Но дядя Яша не верил.

— Не хочу, не хочу! — твердил он и сделал попытку выпрыгнуть из машины.

Федоров-старший еле удержал его.

— Да что вы в самом деле ведете себя как маленький! Вот мы и приехали! Саша, где ты?

Саша вышел из гаража, а Петя начал барабанить в стену.

Дядя Яша не мог прийти в себя от удивления: неужели вправду он будет еще жить?

— Я же вам говорил. Открывайте скорее!

— Открывайте! — закричал из-за двери Петя.

— Ну зачем этот мальчишка туда влез? — засуетился дядя Яша, отыскивая ключ в глубоком — до колена — кармане. — И как он умудрился, ишь волшебник! А у меня там крупные беспорядки. Глаза надо закрыть на эти беспорядки.

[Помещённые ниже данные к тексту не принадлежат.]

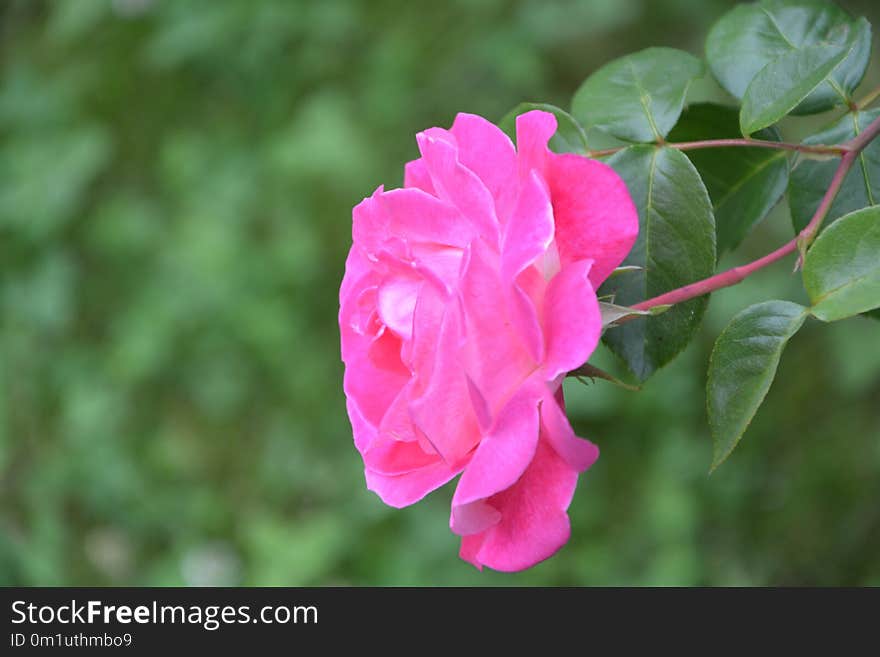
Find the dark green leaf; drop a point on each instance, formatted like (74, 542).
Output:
(780, 86)
(638, 97)
(810, 178)
(742, 367)
(676, 246)
(569, 138)
(749, 37)
(743, 183)
(842, 269)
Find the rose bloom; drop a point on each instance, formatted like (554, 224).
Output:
(467, 297)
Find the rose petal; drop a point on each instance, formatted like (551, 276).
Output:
(460, 186)
(501, 458)
(405, 489)
(595, 216)
(534, 523)
(493, 354)
(488, 152)
(579, 453)
(415, 174)
(533, 131)
(442, 411)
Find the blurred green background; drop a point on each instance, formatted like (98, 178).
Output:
(176, 183)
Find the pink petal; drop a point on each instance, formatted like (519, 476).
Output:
(417, 217)
(370, 386)
(415, 174)
(529, 232)
(442, 410)
(572, 322)
(534, 523)
(459, 185)
(527, 236)
(405, 489)
(488, 152)
(494, 355)
(501, 458)
(595, 215)
(396, 457)
(579, 453)
(397, 303)
(364, 432)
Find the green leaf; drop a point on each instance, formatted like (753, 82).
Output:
(749, 37)
(842, 269)
(780, 86)
(569, 138)
(676, 246)
(588, 371)
(638, 97)
(742, 367)
(743, 183)
(810, 178)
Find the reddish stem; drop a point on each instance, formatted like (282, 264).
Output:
(851, 151)
(750, 143)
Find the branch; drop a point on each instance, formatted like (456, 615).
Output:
(851, 150)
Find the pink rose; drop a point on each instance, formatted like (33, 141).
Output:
(467, 296)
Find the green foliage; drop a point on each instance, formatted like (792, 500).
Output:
(676, 246)
(569, 138)
(743, 183)
(791, 35)
(810, 178)
(842, 269)
(742, 367)
(638, 97)
(175, 211)
(785, 82)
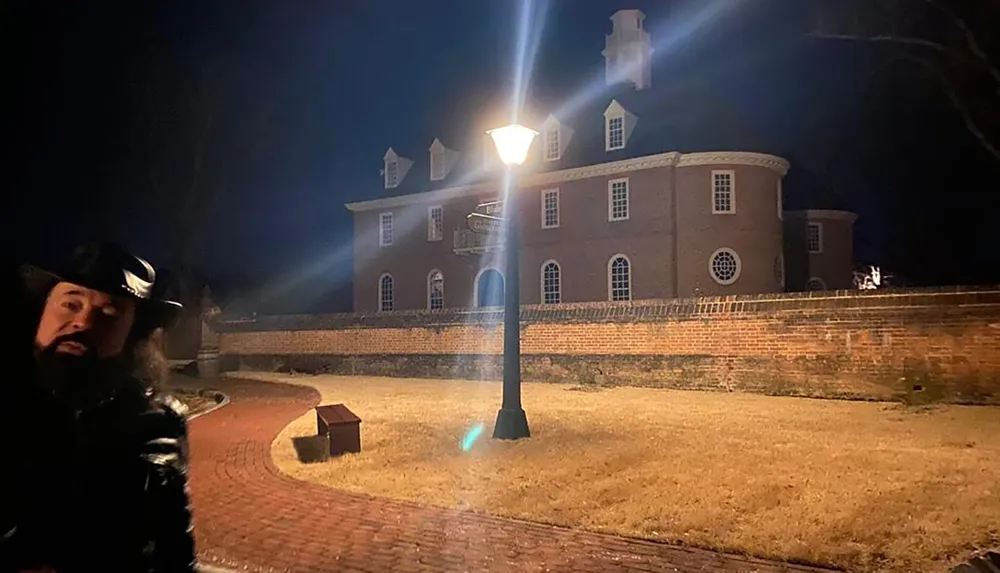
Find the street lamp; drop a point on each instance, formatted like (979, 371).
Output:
(512, 142)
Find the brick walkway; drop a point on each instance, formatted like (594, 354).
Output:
(250, 517)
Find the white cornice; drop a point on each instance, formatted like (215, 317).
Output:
(772, 162)
(820, 214)
(670, 159)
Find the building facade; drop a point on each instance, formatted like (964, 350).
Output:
(819, 246)
(620, 200)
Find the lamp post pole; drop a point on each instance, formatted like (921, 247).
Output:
(512, 144)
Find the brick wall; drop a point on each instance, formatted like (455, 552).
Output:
(921, 345)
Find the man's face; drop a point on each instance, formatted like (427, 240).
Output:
(78, 321)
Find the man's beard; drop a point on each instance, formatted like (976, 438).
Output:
(78, 380)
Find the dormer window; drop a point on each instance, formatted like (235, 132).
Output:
(552, 143)
(437, 164)
(555, 138)
(442, 160)
(394, 169)
(391, 174)
(616, 133)
(618, 126)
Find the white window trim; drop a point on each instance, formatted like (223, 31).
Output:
(430, 275)
(392, 292)
(607, 132)
(438, 163)
(816, 279)
(558, 213)
(732, 191)
(781, 206)
(819, 227)
(541, 282)
(739, 266)
(548, 141)
(394, 184)
(628, 199)
(381, 229)
(608, 273)
(475, 283)
(430, 223)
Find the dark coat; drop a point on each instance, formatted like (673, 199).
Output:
(101, 488)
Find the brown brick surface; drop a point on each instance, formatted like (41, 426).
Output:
(943, 344)
(250, 517)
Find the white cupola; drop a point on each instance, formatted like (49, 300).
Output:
(628, 53)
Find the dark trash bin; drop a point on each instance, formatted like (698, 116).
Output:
(312, 449)
(342, 426)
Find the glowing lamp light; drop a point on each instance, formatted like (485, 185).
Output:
(513, 142)
(471, 436)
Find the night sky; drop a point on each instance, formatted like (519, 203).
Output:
(299, 100)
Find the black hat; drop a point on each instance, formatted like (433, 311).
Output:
(109, 268)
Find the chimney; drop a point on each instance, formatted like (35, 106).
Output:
(628, 53)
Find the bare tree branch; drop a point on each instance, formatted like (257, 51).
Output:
(900, 40)
(970, 39)
(957, 102)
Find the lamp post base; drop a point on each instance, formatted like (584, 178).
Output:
(512, 424)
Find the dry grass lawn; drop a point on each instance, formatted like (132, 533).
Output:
(864, 486)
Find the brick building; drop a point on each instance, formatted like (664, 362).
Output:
(629, 195)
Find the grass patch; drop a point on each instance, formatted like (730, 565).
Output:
(864, 486)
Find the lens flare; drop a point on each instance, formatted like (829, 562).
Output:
(471, 436)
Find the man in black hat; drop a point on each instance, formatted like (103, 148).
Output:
(94, 458)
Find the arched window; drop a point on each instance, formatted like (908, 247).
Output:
(551, 283)
(619, 278)
(385, 297)
(435, 290)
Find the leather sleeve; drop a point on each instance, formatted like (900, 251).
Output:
(171, 547)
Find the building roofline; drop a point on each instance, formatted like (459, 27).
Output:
(825, 214)
(669, 159)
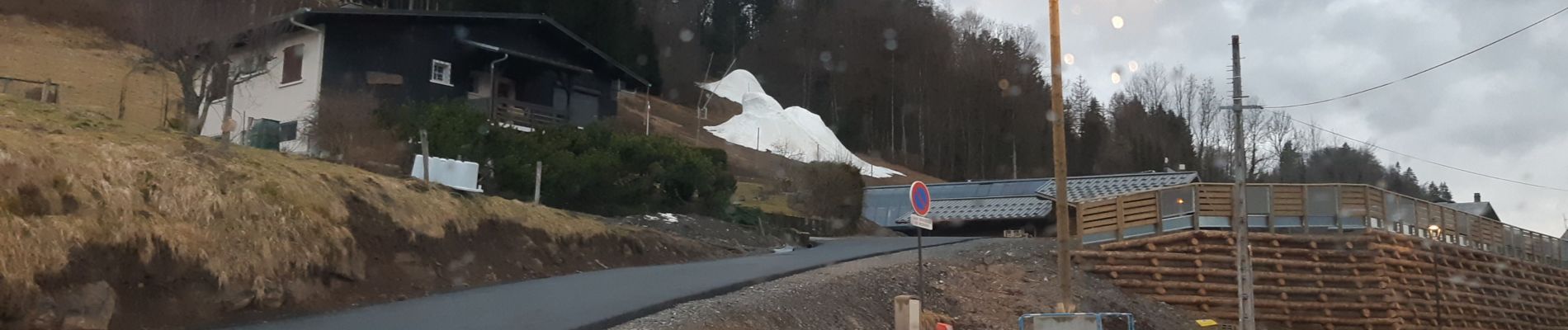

Дядя Яша юлил возле двери и, видно, не собирался доставать ключ.

— Товарищ Утюгов, открывайте скорей! Выпустите мальчика, и я вас развезу по местам.

Дядя Яша так и подпрыгнул:

— По каким местам? Вот еще — по местам! Да я не такой, а вы кто такой, чтобы меня по местам развозить?!

Федорову-старшему надоел разговорчивый старик. Чтобы заставить старика живее шевелиться, он вынул из кармана удостоверение и сказал: «Читайте!» А сам посветил фонариком.

Дядя Яша прочитал и обмер. Сразу же он нашел ключ и стал тыкать им в замок, а сам приговаривал:

— Ой, ой, ай, ай! Не попасть в замок, а попасть в тюрьму! Доигрался. Кто мне теперь поверит?

Следователь отобрал у нерасторопного старика ключ и сам открыл гараж. Оттуда выскочило и побежало что-то огромное и меховое.

— Куда? — завопил дядя Яша. Он бросился за шубами, поймал их и стал срывать одну за другой, как будто это были капустные листья. Дошел до последнего листка — а там Петя!

— Капустный листок! — воскликнул дядя Яша. — Это же ты!

— Здравствуйте, — сказал, поеживаясь, Петя и опустил глаза в землю.

— Стародубцев, айда в машину! — крикнул Саша. Мальчишки спрятались в машине. Дядя Яша, причитая, отнес разбросанные Петей вещи в гараж. Там его ждал Федоров.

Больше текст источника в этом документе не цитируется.